Faust statt Richterhammer
Reise in die Vergangenheit – zu den Anfängen von Goethe
2. November 2015, 9:04 Uhr aktualisiert am 2. November 2015, 9:04 Uhr
Goethe - schon mancher Schüler dürfte in Anbetracht der aufgetragenen Deutschlektüre die (Verzeihung) Faust geballt haben, ob der (Verzeihung nochmals) Leiden des jungen Lesers. Obwohl Goethe als einer der bekanntesten deutschen (Universal)gelehrten und Schriftner gilt, ist nicht ein jeder des (Verzeihung vielmals) Gedicht-Erl-Königs Geistes Kind. Bei Nacht und Wind, gewiss, es liest sich sicher, leicht und warm, doch rufen Sonn' und Freud' nach draußen, erzeugt das Lesepult oft Harm. Im Übrigen hat Goethe auch nicht alles gelesen, was von ihm seitens des Vaters erwartet wurde. Beziehungsweise hat er sich anderen Gebieten zugewandt.

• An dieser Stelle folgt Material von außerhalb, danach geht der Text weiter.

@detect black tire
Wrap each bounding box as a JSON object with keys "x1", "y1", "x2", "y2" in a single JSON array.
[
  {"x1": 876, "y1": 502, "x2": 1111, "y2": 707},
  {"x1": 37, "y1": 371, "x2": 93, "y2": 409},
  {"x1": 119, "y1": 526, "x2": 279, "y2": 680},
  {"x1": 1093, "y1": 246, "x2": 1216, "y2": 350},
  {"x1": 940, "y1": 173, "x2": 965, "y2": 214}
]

Der junge Goethe, aus einer bürgerlichen Familie stammend, begann Anfang Oktober 1765 sein Jurastudium in Leipzig - jene Stadt, die er später bekanntlich "Klein-Paris" nannte, was er denn auch in Faust I den lustigen Gesellen Frosch aussprechen lässt: "Mein Leipzig lob' ich mir! Es ist ein klein Paris und bildet seine Leute." (Szene "Auerbachs Keller")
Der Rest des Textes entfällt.